Updated: Dec 21, 2024

It was an interesting experience, growing up. There are some things that I feel like were never fully flushed out, like: a respectful definition for ‘transgender’, an answer for what happens to the indigenous people who weren’t Catholic before they died, and Vejigantes…among other things. 


I spent a decent chunk of my upbringing going to and from Boríken, but being in the United States school system meant that I would miss the carnaval where all the Vejigantes would come out to play in the streets of the town center of Ponce, where the old fire station and church are. It was a festival I always hated missing out on, despite being afraid of the masks I would see around town (the one that always stood outside of my favorite souvenir shop, especially). Engaging with them on a deeper level became an urge I suppressed as I had no choice where I was during the carnaval as a kid. 
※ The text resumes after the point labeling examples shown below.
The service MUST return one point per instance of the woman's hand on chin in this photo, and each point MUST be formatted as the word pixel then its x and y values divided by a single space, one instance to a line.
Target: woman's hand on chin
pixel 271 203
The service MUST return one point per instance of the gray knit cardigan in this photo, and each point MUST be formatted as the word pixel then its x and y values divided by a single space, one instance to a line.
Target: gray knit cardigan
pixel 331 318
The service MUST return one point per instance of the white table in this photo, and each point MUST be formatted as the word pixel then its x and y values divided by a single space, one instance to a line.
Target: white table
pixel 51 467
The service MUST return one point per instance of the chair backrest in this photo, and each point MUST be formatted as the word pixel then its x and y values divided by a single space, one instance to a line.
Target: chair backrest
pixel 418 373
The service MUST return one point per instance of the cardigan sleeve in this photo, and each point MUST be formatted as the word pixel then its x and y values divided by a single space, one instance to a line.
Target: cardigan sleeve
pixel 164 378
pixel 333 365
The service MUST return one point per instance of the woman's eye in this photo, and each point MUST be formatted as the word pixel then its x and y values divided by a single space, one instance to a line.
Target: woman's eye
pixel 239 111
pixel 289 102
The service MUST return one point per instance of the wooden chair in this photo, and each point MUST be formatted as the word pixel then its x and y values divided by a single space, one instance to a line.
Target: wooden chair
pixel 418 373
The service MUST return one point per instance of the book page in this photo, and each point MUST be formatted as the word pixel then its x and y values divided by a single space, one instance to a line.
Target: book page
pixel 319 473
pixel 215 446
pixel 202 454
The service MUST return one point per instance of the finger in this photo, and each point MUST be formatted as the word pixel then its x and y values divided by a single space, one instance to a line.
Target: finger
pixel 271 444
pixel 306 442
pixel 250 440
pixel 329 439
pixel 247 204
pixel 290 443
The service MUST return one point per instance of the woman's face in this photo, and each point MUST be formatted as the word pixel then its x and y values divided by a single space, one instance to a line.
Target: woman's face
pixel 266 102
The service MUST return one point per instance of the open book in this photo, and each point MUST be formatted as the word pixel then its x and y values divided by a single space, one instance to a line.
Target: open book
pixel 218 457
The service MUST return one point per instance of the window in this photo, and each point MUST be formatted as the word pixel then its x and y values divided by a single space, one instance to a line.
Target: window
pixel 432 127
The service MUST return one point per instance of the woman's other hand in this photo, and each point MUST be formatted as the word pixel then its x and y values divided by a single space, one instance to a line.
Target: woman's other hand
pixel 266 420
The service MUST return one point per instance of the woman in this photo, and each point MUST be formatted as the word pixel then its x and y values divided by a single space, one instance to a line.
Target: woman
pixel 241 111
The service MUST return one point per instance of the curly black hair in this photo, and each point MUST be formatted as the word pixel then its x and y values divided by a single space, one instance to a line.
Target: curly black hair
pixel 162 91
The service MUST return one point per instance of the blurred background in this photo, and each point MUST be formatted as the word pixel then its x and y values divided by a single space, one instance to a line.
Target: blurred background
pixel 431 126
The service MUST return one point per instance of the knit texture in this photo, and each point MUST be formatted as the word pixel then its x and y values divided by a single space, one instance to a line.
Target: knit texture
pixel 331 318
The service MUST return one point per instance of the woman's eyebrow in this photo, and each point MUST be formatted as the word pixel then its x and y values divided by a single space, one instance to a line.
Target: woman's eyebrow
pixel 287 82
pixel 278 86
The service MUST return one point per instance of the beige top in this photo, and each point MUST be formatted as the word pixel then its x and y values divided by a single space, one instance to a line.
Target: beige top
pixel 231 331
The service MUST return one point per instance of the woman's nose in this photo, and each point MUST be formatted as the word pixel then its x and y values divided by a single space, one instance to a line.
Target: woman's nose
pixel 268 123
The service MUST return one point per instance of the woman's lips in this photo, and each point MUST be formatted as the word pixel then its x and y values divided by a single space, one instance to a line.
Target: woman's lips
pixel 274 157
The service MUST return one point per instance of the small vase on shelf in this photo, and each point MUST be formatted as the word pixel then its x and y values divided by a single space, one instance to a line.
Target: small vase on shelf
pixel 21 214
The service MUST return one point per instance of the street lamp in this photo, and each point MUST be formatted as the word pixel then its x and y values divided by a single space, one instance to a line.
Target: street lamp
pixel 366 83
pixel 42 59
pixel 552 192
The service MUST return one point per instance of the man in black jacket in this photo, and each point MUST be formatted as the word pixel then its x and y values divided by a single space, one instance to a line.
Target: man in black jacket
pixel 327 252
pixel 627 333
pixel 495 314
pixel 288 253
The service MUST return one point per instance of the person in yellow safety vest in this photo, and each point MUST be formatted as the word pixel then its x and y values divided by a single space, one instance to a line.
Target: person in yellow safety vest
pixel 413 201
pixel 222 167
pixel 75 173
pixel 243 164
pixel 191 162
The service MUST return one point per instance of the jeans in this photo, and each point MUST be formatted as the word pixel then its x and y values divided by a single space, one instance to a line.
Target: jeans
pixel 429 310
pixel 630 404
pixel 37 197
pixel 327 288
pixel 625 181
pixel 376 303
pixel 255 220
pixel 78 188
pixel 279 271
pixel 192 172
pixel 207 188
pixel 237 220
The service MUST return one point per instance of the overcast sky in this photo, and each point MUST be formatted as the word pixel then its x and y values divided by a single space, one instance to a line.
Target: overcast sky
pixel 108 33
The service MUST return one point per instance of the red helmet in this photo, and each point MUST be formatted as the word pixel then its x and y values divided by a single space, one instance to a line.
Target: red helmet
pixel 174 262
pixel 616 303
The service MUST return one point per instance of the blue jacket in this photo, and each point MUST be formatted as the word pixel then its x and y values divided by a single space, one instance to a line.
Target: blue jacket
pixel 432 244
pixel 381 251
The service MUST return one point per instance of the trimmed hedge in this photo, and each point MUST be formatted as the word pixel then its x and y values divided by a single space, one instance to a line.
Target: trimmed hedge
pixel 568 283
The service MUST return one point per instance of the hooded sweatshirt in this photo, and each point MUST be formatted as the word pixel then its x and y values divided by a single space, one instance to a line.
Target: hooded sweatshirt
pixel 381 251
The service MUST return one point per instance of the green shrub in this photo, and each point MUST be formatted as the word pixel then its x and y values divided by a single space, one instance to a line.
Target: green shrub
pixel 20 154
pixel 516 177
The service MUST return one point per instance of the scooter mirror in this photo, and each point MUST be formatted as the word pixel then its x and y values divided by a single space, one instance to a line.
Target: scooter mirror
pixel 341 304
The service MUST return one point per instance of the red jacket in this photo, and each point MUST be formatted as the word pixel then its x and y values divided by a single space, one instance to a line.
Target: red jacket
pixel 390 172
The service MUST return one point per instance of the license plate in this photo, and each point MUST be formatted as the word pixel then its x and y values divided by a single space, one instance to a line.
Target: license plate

[image description: a digitized design of a vejigante mask by yannick-robin, with eight main horns and several small spikes coming out of them, it faces right wards with an open mouth full of spiky teeth.]


But now as an adult, I get to learn more about the things that make my community so special, and building a deeper relationship to Puerto Rican culture is a centering and humbling journey, which is why it seems fitting to share this information with those who want it, so they can relish in the benefits of the weird and wonderful folklore of where I’m from just as much as I do. And without even explaining what they look like yet, you’ve seen a Vejigante. See the careta/mask near my name up on the header of the website? With the long pointy nose, antler-like spikes/horns, terrifying rows of teeth. That’s the mask I hide behind all of the time. And it comes from stories stacked on top of each other, all coming together to represent the then and now with grace and mystery. Let’s learn about what I mean by this. 



The Origin of the Vejigante


[image description: two masqueraded people stand in the carnaval, the one to the left with a vejigante mask and costume in black and red, Ponce's town colors, the person on the right in a costume and mask shaped like a lion, after the towns mascot.]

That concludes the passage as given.